View the universe activity
You can use YugabyteDB Anywhere to view per-node statistics for the universe, as follows:
Navigate to Universes and select your universe.
Select Nodes to view the total read and write operations for each node.
Note that both the reads and the writes are approximately the same across all the nodes, indicating uniform load.
Select Metrics to view charts such as YSQL operations per second and latency.
Latency in a multi-region universe depends on the distance and network packet transfer times between the nodes of the universe as well as between the universe and the client. Because the tablet leader replicates write operations across a majority of tablet peers before sending a response to the client, all writes involve cross-region communication between tablet peers.
For best performance and lower data transfer costs, you want to minimize transfers between providers and between provider regions. You do this by placing your universe as close to your applications as possible, as follows:
- Use the same cloud provider as your application.
- Place your universe in the same region as your application.
- Peer your universe with the Virtual Private Cloud (VPC) hosting your application.
YugabyteDB offers tunable global reads that allow read requests to trade off some consistency for lower read latency. By default, read requests in a YugabyteDB universe are handled by the leader of the Raft group associated with the target tablet to ensure strong consistency. If you are willing to sacrifice some consistency in favor of lower latency, you can choose to read from a tablet follower that is closer to the client rather than from the leader. YugabyteDB also allows you to specify the maximum staleness of data when reading from tablet followers.

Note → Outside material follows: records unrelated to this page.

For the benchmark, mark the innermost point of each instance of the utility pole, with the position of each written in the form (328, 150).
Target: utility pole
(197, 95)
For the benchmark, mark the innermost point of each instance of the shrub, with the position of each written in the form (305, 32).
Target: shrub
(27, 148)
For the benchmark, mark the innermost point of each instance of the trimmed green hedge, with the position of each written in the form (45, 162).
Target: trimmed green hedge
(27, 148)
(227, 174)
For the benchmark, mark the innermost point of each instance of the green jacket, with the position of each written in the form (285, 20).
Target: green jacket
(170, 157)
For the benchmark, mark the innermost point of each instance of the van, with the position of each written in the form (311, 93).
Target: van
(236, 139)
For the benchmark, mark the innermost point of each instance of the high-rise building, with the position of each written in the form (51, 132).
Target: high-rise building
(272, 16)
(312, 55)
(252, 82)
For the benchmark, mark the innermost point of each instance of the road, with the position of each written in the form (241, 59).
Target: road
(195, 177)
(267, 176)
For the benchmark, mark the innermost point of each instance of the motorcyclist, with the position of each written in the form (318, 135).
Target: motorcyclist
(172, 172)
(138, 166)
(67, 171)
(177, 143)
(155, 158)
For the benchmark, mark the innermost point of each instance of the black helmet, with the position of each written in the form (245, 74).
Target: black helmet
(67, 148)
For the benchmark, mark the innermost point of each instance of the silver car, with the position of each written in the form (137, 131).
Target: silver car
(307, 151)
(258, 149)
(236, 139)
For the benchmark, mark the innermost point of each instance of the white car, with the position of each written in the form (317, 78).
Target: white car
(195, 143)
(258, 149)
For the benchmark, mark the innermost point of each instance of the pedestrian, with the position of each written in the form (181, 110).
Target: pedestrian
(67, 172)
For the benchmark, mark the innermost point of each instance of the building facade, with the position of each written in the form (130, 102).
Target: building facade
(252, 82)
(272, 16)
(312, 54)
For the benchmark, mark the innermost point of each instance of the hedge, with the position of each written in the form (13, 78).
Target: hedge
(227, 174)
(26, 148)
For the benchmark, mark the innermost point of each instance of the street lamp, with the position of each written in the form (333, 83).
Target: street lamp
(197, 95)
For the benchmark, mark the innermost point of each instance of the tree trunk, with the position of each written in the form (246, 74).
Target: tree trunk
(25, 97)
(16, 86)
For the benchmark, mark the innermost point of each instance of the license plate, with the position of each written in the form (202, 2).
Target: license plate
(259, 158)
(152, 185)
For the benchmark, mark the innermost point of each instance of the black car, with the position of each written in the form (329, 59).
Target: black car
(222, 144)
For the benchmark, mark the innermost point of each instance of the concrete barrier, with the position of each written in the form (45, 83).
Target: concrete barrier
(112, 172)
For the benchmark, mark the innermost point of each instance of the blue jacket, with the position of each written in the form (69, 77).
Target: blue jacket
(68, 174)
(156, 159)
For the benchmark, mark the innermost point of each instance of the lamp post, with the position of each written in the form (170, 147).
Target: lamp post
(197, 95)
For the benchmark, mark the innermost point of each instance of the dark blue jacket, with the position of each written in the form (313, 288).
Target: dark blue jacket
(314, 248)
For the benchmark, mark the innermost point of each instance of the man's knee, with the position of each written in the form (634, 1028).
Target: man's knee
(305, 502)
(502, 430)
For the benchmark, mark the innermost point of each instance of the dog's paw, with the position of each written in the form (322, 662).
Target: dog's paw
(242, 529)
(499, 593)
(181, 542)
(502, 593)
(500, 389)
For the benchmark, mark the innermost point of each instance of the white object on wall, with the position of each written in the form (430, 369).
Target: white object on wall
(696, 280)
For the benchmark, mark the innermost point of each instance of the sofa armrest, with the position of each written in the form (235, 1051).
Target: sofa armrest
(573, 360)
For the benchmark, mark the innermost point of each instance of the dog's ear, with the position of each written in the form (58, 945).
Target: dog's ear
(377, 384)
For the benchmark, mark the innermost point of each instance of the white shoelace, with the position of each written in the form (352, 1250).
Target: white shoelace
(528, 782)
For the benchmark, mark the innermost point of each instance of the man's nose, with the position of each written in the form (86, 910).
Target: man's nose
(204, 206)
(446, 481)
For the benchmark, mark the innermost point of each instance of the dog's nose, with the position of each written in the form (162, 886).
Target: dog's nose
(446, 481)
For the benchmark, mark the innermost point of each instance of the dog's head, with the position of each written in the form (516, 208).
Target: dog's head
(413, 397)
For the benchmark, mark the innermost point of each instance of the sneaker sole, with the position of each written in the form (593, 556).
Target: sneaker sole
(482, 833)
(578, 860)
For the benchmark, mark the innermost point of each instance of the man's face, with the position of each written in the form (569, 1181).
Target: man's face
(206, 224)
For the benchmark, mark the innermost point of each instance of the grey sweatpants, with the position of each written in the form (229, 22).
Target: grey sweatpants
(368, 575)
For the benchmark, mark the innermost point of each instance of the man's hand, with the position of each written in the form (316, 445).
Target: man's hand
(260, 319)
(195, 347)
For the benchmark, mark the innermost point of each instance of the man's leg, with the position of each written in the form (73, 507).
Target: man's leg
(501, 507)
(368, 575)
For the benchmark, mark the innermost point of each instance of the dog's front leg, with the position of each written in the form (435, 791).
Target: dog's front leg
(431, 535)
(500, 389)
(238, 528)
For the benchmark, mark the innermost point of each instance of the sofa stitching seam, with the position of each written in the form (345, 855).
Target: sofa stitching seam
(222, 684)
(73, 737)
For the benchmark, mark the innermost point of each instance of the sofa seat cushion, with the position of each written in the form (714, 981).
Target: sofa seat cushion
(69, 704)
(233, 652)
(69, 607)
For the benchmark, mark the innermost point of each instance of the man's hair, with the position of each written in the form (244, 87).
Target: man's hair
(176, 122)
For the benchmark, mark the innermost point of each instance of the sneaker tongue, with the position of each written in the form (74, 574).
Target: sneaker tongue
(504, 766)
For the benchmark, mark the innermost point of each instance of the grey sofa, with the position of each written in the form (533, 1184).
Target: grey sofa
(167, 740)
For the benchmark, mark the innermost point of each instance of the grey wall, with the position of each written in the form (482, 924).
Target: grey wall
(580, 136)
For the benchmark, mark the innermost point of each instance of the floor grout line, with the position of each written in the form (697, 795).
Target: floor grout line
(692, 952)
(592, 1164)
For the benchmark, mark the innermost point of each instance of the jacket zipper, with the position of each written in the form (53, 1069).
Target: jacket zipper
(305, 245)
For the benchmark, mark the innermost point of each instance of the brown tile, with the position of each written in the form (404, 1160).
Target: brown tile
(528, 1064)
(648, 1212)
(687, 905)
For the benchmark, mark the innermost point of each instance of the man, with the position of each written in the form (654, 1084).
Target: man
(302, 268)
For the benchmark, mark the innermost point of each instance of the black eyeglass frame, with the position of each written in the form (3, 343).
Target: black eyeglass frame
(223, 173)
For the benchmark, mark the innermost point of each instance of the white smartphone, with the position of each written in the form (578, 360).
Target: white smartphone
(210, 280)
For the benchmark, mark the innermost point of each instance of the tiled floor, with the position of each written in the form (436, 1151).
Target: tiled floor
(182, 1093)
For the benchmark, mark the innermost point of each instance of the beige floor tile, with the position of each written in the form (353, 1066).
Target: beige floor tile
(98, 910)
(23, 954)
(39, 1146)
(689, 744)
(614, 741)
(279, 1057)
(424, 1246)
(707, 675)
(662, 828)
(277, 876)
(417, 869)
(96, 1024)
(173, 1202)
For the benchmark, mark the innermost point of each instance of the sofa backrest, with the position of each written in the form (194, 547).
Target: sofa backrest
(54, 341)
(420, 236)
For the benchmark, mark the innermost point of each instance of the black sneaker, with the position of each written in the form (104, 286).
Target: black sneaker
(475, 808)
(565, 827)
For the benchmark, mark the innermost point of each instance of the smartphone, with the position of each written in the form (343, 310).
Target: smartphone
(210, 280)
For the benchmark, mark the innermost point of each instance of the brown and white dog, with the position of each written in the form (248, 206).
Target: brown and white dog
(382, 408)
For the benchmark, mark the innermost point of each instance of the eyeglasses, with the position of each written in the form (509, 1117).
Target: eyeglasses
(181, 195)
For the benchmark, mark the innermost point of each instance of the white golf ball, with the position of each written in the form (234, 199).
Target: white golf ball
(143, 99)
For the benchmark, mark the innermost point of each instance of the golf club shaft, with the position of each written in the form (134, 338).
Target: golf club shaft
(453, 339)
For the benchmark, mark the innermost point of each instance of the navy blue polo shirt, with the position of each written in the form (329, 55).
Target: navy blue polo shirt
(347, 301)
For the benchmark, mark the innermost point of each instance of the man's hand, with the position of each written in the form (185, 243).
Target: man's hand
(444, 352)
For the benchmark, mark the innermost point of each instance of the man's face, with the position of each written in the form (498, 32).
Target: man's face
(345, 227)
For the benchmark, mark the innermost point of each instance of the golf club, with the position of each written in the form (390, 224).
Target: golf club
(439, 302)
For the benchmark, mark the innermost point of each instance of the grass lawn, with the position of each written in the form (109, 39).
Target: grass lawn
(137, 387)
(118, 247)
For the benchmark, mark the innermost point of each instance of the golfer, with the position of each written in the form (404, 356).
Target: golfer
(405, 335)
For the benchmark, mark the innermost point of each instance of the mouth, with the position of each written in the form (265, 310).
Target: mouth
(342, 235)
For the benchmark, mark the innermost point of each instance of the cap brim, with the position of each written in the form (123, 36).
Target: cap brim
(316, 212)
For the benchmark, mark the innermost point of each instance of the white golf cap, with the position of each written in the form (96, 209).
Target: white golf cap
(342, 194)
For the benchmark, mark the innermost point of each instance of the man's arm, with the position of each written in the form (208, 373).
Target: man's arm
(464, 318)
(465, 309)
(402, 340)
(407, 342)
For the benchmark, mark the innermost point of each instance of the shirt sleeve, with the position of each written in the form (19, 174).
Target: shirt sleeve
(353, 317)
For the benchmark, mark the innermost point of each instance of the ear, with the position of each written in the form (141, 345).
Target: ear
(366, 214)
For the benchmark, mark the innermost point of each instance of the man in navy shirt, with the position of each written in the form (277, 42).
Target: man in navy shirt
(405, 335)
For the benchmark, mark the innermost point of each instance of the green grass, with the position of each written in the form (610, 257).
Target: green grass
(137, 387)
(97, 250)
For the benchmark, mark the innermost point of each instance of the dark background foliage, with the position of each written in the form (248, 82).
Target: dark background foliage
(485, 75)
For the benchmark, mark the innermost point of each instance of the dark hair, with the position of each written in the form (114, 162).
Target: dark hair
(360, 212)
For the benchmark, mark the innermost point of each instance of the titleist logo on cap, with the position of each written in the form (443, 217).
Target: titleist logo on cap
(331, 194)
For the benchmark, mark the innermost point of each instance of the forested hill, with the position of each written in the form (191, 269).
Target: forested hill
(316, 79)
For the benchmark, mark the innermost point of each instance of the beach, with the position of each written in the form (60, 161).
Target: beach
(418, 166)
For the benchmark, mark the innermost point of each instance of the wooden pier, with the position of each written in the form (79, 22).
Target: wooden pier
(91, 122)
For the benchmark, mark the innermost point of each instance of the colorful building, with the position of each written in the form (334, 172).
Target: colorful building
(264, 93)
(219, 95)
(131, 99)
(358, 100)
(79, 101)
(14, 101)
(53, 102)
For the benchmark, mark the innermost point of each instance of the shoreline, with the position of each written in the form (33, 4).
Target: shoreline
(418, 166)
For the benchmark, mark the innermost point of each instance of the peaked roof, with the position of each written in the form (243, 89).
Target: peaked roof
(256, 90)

For more information, see Follower reads examples.
If application reads and writes are known to be originating primarily from a single region, you can designate a preferred region, which pins the tablet leaders to that single region. As a result, the preferred region handles all read and write requests from clients. Non-preferred regions are used only for hosting tablet follower replicas.
For multi-row or multi-table transactional operations, colocating the leaders in a single zone or region can help reduce the number of cross-region network hops involved in executing a transaction.
Set a particular zone in the region to which you are connected as preferred, as follows:
Navigate to your universes's Overview and click Actions > Edit Universe.
Under Availability Zones, find the zone and select its corresponding Preferred.
To verify that the load is moving to the preferred zone in the region, select Nodes.
When complete, the load is handled exclusively by the preferred region.
With the tablet leaders now all located in the region to which the application is connected, latencies decrease and throughput increases.
Note that cross-region latencies are unavoidable in the write path, given the need to ensure region-level automatic failover and repair.